Indications for surgery in adults include pain, neurologic signs, and thoracic curves greater than 45°, which can cause restrictive lung disease
Protrusio acetabuli surgery: This is directed at arresting progression, relieving pain, and restoring the function of the hip through hip replacement with bone grafting of the medial acetabular cavity in older patients and closure of the tri-iradiate cartilage in a child or adolescent.
The shape of the front of the thorax becomes stable and established by mid adolescence. Therefore, repair of pectus excavatum to improve respiratory mechanics should be delayed until then to lessen the risk of recurrence.
Pectus carinatum repair is mainly performed for cosmetic reasons
A chest tube is an appropriate initial therapy.
After one recurrence, a more aggressive approach involving bleb resection and pleurodesis is recommended.
Lasers can be used to restore a detached retina.
The risk of retinal detachment related to lens extraction is increased. The lens is removed only in the following few instances:
- Dislocation of a lens in the anterior chamber, especially when it touches the corneal endothelium
- Significant lens opacity
- Evidence of lens-induced uveitis and glaucoma
- Inadequate visual acuity that is not correctable by refraction and iris manipulation
- Imminent complete luxation of the lens
Consultations may include the following:
No special diet is needed.
In general, patients can remain fully active unless their symptoms limit them. Patients should be discouraged from participating in demanding sports because several highly trained athletes with unrecognized Marfan syndrome have suddenly died from ruptured aortic aneurysms.
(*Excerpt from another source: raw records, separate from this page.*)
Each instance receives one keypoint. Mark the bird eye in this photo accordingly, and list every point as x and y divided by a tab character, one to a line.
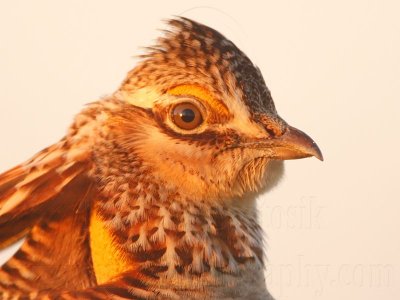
187	116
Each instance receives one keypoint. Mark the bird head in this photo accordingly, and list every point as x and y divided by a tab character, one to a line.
207	126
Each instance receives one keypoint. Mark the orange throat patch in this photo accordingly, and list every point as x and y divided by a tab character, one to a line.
108	260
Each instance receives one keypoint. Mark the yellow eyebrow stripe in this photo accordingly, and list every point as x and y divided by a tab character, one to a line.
202	94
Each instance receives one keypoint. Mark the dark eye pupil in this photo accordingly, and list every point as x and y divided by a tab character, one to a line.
187	115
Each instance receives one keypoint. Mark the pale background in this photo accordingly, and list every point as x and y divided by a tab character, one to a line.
334	72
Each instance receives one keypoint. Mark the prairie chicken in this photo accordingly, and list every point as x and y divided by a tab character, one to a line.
151	193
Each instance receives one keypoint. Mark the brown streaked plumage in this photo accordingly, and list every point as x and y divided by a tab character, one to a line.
136	204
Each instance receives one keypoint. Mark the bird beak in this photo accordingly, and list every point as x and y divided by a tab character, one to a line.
294	144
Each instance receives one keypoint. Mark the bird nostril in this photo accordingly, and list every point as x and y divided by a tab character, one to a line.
272	127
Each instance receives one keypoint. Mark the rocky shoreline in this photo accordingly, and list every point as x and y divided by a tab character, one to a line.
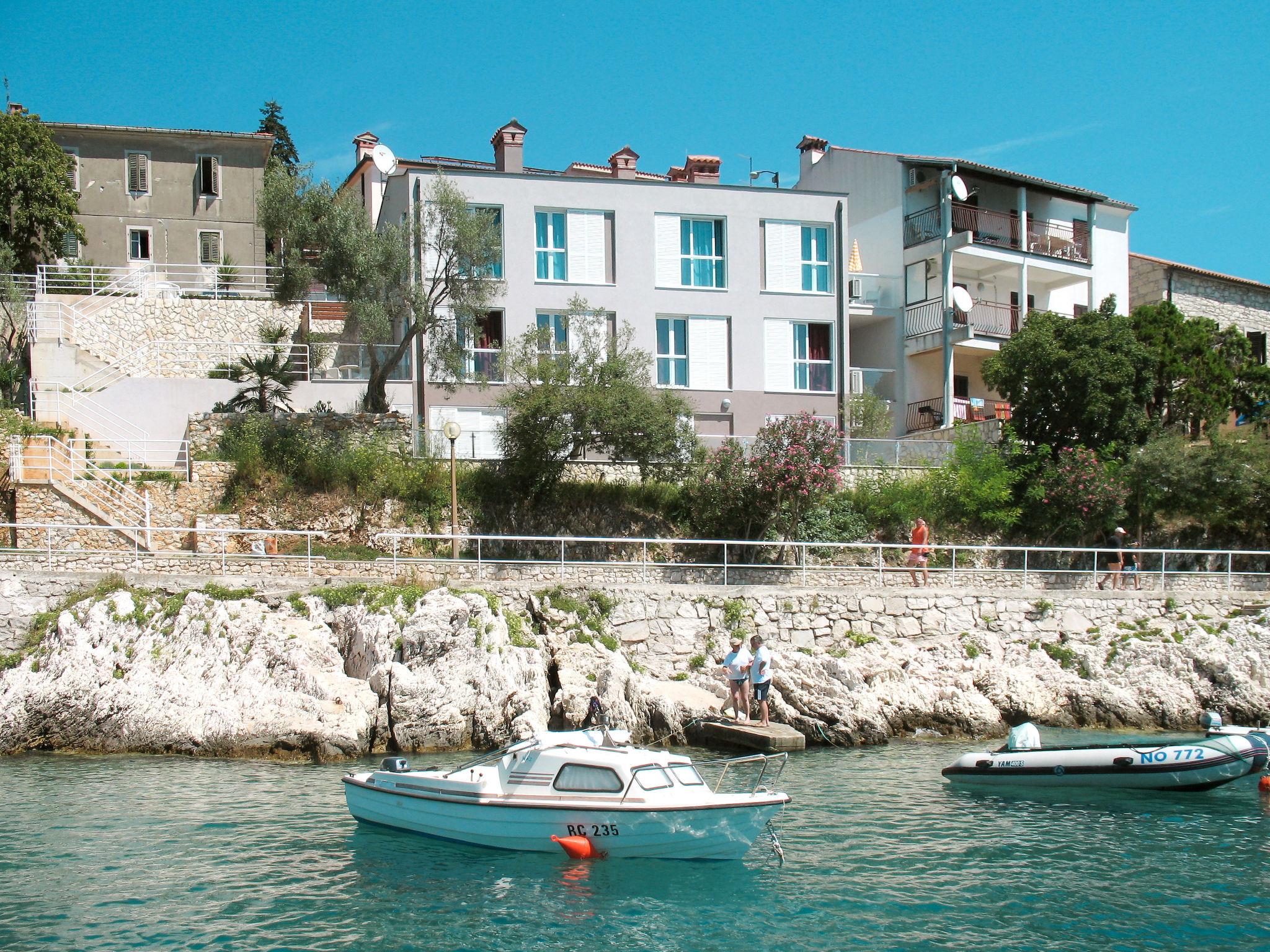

Competitive and contact sports are potentially dangerous because of underlying aortic weakness and dilatation, valvular insufficiency, ocular abnormalities, and skeletal problems. Patients should avoid blows to the head (eg, in boxing, high diving) and to protect themselves against blows to the globe (racquet sports) with cushioned spectacles.
To protect against pneumothorax, patients should avoid the rapid decompression associated with quick ascents in elevators, scuba diving, and flying in unpressurized aircraft.
Patients should avoid activities involving isometric work such as weightlifting, climbing steep inclines, participating in gymnastics, and performing pull-ups. These exercises cause excessive elevations of systolic blood pressure and may lead to sudden death.
Nonstrenuous activities and sports (eg, golf, walking, fishing) are recommended. Appropriate exercise is physically and emotionally beneficial.